Will you come and follow me if I but call your name?

Will you go where you don't know and never be the same?

Will you let my love be shown?
Will you let my name be known,

will you let my life be grown in you and you in me?



Will you leave yourself behind if I but call your name?

Will you care for cruel and kind and never be the same?

Will you risk the hostile stare should your life attract or scare?

Will you let me answer prayer in you and you in me?



Will you let the blinded see if I but call your name?

Will you set the prisoners free and never be the same?

Will you kiss the leper clean and do such as this unseen,

and admit to what I mean in you and you in me?


Will you love the "you" you hide if I but call your name?

Will you quell the fear inside and never be the same?

Will you use the faith you've found to reshape the world around,

through my sight and touch and sound in you and you in me?



Lord your summons echoes true when you but call my name.

Let me turn and follow you and never be the same.

In Your company I'll go where Your love and footsteps show.

Thus I'll move and live and grow in you and you in me.

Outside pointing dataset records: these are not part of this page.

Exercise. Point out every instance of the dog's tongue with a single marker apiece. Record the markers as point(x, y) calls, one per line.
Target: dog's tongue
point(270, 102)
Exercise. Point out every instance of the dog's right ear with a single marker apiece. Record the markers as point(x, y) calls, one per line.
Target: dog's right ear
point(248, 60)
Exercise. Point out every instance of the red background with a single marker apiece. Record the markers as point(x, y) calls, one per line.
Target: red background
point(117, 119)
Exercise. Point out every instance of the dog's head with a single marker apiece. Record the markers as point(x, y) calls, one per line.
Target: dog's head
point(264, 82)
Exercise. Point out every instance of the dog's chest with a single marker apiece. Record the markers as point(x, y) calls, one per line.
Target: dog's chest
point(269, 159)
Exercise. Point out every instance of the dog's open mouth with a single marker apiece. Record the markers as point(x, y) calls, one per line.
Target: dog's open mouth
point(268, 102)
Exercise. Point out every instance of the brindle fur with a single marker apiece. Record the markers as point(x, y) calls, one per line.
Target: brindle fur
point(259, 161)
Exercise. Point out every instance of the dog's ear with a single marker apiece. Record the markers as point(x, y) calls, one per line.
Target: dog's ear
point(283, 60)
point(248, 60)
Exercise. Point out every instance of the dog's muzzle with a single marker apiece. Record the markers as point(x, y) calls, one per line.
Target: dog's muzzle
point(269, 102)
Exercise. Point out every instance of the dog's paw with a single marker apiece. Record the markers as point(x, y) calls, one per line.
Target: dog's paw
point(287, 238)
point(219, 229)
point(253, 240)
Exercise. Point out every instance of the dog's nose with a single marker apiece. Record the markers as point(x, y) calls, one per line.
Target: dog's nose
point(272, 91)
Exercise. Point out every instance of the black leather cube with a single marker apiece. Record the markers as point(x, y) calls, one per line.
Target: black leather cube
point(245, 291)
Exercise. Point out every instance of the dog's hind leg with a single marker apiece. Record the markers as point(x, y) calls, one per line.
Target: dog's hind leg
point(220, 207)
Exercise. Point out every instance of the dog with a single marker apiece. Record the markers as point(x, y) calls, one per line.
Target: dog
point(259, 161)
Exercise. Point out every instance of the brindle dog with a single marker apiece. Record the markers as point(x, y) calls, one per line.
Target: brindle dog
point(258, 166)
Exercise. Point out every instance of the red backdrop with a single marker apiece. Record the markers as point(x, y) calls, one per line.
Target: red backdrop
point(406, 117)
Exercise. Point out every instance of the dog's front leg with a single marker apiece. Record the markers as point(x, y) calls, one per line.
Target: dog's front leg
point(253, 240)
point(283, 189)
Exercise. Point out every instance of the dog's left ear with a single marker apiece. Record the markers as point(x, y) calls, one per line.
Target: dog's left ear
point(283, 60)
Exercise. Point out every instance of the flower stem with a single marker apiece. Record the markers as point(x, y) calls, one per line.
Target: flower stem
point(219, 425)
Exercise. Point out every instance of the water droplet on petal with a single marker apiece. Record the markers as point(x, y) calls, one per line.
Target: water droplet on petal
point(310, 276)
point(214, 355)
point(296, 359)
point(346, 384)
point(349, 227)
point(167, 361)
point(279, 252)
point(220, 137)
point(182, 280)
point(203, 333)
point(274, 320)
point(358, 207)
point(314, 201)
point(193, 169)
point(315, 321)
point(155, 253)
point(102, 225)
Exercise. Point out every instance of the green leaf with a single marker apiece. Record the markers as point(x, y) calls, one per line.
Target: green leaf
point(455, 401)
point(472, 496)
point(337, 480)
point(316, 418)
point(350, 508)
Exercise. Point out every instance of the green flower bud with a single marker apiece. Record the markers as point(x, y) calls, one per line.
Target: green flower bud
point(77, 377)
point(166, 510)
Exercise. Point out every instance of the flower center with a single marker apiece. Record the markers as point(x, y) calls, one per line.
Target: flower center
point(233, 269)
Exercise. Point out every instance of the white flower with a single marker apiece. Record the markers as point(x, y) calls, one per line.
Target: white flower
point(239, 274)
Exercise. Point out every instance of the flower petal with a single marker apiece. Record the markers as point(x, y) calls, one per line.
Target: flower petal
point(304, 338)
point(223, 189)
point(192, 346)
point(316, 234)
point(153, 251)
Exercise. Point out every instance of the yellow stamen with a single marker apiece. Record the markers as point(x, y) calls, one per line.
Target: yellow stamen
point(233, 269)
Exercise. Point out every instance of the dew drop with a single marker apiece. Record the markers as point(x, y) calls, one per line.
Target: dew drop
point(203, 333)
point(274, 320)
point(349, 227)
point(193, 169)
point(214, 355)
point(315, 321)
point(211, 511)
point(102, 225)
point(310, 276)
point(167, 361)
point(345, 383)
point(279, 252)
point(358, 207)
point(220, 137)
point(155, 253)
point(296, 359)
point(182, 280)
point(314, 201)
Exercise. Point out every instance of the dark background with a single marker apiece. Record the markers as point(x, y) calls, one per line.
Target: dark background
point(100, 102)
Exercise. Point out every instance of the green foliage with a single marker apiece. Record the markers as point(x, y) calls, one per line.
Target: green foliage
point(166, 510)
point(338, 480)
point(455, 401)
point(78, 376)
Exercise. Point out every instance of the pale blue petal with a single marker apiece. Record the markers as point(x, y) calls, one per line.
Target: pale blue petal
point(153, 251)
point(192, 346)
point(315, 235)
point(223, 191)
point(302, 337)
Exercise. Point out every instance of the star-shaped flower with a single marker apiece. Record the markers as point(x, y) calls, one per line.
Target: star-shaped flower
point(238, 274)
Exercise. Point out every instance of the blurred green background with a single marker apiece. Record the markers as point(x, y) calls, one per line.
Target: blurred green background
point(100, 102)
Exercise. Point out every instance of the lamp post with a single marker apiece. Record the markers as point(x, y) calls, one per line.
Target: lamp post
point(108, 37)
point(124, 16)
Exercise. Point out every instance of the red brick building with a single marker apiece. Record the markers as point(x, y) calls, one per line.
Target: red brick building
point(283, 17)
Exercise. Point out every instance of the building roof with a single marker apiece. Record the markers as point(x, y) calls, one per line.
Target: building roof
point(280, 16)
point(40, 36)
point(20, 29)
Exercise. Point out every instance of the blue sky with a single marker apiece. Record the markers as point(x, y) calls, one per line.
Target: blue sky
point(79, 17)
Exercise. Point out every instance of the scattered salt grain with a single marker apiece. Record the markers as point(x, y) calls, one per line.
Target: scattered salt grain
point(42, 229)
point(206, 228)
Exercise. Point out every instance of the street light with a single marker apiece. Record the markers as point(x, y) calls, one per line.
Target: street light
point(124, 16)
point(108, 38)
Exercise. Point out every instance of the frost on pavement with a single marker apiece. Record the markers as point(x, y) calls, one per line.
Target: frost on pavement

blessings to each of you that read this night. be praying for me, that i am a servant of beautiful faith and that in doing so, i am given the peace i so desire and yearn for. whatever happens, i do trust my priest and my bishop -- i believe they truly love me as a person and want the best for me, so that maybe i can do something for the church, with God's help. i do trust the process, i just hope i am brave enough to make it through. and with that, another song that means a lot to me right now, though a lot of the lines are much harder than they sound i am learning that:

"if i'm brave" by alli rogers

I will find my place
I don't know what's going on today
But lead me down
Whatever path has led me here
I may never conquer this fear

But you have never left me
I have sunken inward and scattered out again
And you have never left

And if I'm brave I will find my place
Maybe courage is not all they say
'Cause I have found
That the sweetest moment on this road
Is moving forward, not knowing where to go

And you have never left me
I have broken down
And danced around your truth
And you have never left

And if I'm brave I will
If I'm brave I will move through fear
Through circling around and nothing's ever clear
I will find my place, through jumping up and down
And I still can't see your face

But you have never left me
I have run away and denied your name
And you have never left
You have never left me
And if I'm brave I will, if I'm brave

i'm trying to say, in all things, thanks be to God. love you all.